Quand il n’y avait que quelques passagers, la tâche semblait facile au passeur d’eau habitué à faire les navettes, malgré l’effort constant qu’il devait fournir pour faire traverser le fleuve à son embarcation. Il n’était pas rare de voir un vélo, une brouette, un chariot et même une voiture d’enfant sur la longue barque.

Lorsqu’il transportait des hommes accompagnés de leurs animaux, c’était nettement plus ardu. Le bétail venant de la ferme se montrait souvent rebelle. Le passeur empoignait cheval, chèvre, vache ou cochon fermement, tirait l’animal ou le portait au milieu de la barque. Effrayées par les eaux profondes de la Meuse, certaines bêtes essayaient de se sauver en sautant dans l’eau, risquant de se faire emporter par le courant fort. Quand on embarquait des animaux, les passagers avaient intérêt à se tenir fortement. Ça tanguait dangereusement dans tous les sens.
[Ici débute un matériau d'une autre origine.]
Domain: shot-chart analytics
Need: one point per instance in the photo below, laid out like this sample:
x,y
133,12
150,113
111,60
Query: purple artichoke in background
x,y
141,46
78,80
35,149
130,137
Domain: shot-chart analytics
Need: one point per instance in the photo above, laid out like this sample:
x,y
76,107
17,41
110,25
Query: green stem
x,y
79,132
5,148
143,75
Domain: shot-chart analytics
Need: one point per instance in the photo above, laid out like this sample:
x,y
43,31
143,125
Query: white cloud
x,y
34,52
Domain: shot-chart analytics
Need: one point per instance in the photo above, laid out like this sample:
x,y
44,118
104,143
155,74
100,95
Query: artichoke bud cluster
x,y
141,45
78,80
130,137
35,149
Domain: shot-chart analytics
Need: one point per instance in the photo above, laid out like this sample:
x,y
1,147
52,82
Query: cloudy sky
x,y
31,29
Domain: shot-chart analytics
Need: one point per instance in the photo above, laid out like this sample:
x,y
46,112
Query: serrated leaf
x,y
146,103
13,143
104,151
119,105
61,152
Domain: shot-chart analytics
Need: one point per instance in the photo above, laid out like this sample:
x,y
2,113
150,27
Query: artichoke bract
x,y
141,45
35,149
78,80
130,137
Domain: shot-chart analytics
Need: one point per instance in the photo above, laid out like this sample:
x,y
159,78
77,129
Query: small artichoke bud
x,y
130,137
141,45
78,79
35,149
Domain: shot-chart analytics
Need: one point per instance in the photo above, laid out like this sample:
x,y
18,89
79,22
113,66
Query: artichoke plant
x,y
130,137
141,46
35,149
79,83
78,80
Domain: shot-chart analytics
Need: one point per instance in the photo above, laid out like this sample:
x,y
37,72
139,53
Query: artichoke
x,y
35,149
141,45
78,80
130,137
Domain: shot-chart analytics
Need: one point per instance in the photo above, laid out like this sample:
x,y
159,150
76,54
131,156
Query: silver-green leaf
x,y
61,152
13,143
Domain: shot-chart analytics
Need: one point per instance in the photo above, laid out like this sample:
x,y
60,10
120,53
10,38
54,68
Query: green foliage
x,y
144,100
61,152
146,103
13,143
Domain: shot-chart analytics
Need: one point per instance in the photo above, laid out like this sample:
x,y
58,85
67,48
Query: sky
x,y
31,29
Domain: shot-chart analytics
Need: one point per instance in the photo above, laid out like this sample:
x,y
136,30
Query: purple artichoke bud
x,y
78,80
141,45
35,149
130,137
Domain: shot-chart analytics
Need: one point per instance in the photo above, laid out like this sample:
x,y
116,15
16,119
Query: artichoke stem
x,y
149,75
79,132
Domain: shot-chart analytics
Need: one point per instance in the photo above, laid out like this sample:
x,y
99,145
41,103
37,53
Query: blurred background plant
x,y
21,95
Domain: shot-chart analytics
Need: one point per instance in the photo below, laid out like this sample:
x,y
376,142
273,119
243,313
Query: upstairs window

Quand tout le monde était bien installé, la traversée pouvait commencer. Avant de démarrer, le passeur d’eau s’assurait qu’aucune péniche n’était en vue. Comme la Meuse était assez large à cet endroit, il fallait de dix minutes à un quart d’heure pour faire la traversée. Une collision avec un gros bateau aurait pu entraîner la mort de beaucoup de passagers.

Lorsque la Meuse était en crue ou recouverte d’énormes blocs de glace, l’embarcation ne quittait pas son pieu d’amarrage car le danger de la voir chavirer était trop important.

En été, il arrivait au passeur d’eau d’apprendre à nager aux enfants et aux adultes qui le souhaitaient. Mon arrière-grand-mère ne l’a jamais autorisé à ma maman. L’eau de la Meuse était froide, rarement calme et grouillait de poissons, d’anguilles et d’écrevisses. Par endroit, elle était nauséabonde malgré le courant parfois très fort.

Le passage d’eau entre Chokier et Ramet est probablement le plus ancien de l’entité de Flémalle. On en trouve des traces historiques dès 1477 : le premier passeur d’eau dont on a retenu le nom s’appelait « Hans le passeur ». Ce passage est certainement celui qui a été le plus photographié car il apparaît sur diverses anciennes cartes postales.

C’est en 1937, suite à la construction du pont-barrage d’Ivoz-Ramet, que l’activité du passeur d’eau a cessé. Toutefois, elle a recommencé en 1940 quand la Seconde Guerre mondiale a éclaté, et a duré encore quelques années.